Lighthousekeeping tells the story of Silver ("My mother called me Silver. I was born part precious metal, part pirate."), an orphan girl who is taken into foster care by blind Mr. Pew, the enigmatic and strangely old keeper of a lighthouse on the Scottish coast. Pew tells Silver stories of Babel Dark, a nineteenth-century clergyman who lived two lives: a public one mired in darkness and deceit and a private one bathed in the light of passionate love. For Silver, Dark's life becomes a map through her own darkness, into her own story, and, finally, into love.
I had heard about this book before, sometime during my student days, but it was one of the few Winterson novels I hadn't read yet. I was therefore pleasantly surprised when I picked this novel as a "Blind Date with a Book" at the local bookshop when we visited Scotland last spring.

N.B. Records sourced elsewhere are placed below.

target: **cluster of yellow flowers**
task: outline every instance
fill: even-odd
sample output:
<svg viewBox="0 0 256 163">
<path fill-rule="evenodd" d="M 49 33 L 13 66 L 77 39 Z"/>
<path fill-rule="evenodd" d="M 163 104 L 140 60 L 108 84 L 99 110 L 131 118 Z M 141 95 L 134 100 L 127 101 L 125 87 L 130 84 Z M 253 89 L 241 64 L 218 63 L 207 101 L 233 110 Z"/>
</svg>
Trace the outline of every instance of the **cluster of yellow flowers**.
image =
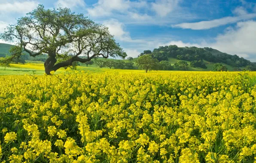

As with all of Winterson's writing you need to suspend disbelief as her stories are full of magical realism. This, however, is exactly what makes her books so wonderful. Yes, this tale is full of weird and surreal moments: I mean, how wonderfully bonkers is the idea that you need to harness yourself in in order to enter your lopsided house on a hill? Also, don't expect any linear plot strands. Lighthousekeeping jumps back and forth between narratives, weaving them into Silver's own while Pew's stories consistently blend fact and fiction. In the lyrical and powerful style of Winterson's writing, historical characters appear and disappear and their presences and absences perfectly illustrate how tangled our own lives really are. There is quite a bit of philosophical and metafictional pondering going on in this novel but it is never overwhelming.
This book is an example of marvelous storytelling. As one reviewer has so fittingly put it: "Nobody writes like Jeanette Winterson". Lighthousekeeping is about love, about hope and memory, and about the stories that shape our lives. It's a magical read that I cannot recommend enough.